The fire demon is perhaps a bit easier to egg on today thanks to his lack of sleep, but... he's quickly growing very tired of being tugged along by Kuwabara fucking around with whatever is going on here. Now, though, the little demon is playing ball, stepping back as well to see if he can tug Kuwabara in return.
or maybe they can play tug of war... not that Hiei in this case would be opposed to playing a little dirty. ]
I am not doing anything! [ He's just trying to exist and eat candy here man! ] You get off of me!
no subject
[ You know, except wobbling upon Hiei suddenly tugging back at him. And then putting his weight into pulling back again; he's at least got that advantage.
How long do they carry on like this? Perhaps it's too stupid and/mutually embarrassing to recount. Eventually, though, they do have to stop pulling and simply realize that they're somehow tethered. Kuwabara, for his part, grumbles and collapses into sitting in the grass not far from Hiei's momentarily forgotten cache of eggs. ]
This place... If it ain't toads, it's-- [ Well, he's not entirely sure what happened here. The candy? Probably the candy, right? ] Cursed eggs.
no subject
You - [ Hiei growls as Kuwabara puts some weight in to it, and decides fuck it, he's going to give Kuwabara a little bit of his own medicine. Hiei doesn't have weight to leverage, but he does have speed.

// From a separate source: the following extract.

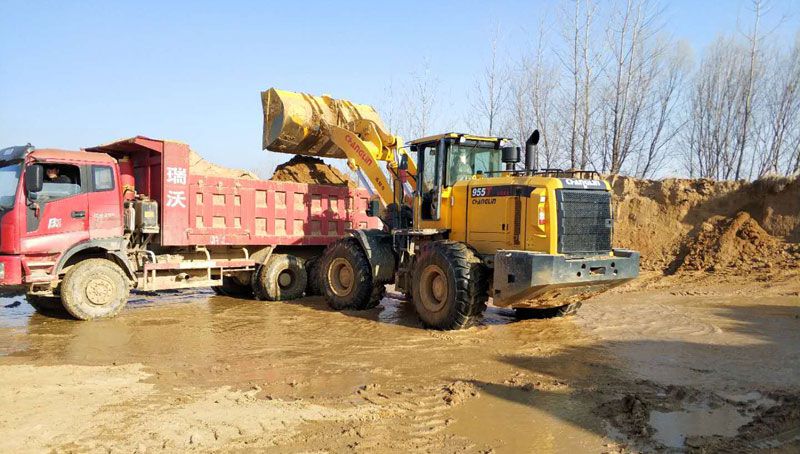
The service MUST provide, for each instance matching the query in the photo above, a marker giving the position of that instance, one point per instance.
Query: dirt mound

Once Kuwabara settles on the grass he'll just.. you know. Casually hop back at speed to give the larger man a good, violent tug for good measure. Simply because he can.
The reality of the eggs is.. predictable by now and yet Hiei looks shocked despite himself. Look.. brain does not work when he just wants something to snack on. ]
Of course it would be the damn eggs..
no subject
[ The yank is enough to pull him forward, rolling from his sitting position to being face-first and gangly in the grass. He reaches forward as he gets up again, to grab whatever rope's binding them, but... Right. Nothing there. ]
I told you not to eat 'em.
[ Never mind that the lecture was on not eating so many, and Kuwabara himself had eaten one, and they can't tell which egg's triggered whatever the hell's happening now. He's obviously technically correct! ]
Pain in the ass... What're we supposed to do now?
no subject
You ate one too! [ if they’re bitching at one of them for eating eggs, he’s sure as hell calling out Kuwabara too. Neither of them are above being petty about it, though at least for a moment Hiei is content to stand still; a bit closer so that they aren’t so easily tugging back and forth.
Hiei’s eyes roll as Kuwabara continues, wondering that himself but… well. It’s only fine if he asks of course. ]
Well we know the distance allowed.
The question is how long it will last.
no subject
[ It's obviously a quantity issue! But okay, once Hiei seems to be done tugging, Kuwabara can be done, too. He fwumps back into sitting again, scowling half-thoughtfully as if he's actually gonna figure out the math.
But, of course... ] No way to know but to live through it.
[ Great! At least it's not the worst situation the phrase could be applied to. ]
Well, now what? You just wanna hang out in a field?
no subject
You don't even know if it was my egg that caused this! [ Well... what? He has a point, as inconvenient as it is. Since they've both ingested eggs it's equally likely to be Kuwabara's fault as it is Hiei's so far as the little demon is concerned.
His eyes roll at the teen's next statement, as true as it may be, annoyed as always that he has to live through it at all if he's honest. Possibly not the worst fate in the world to be weirdly tethered to a human he at least knows but leave it to him to be dramatic as hell about it anyway. ]
What? You want to go to the festival like this? When we can't even go our own ways?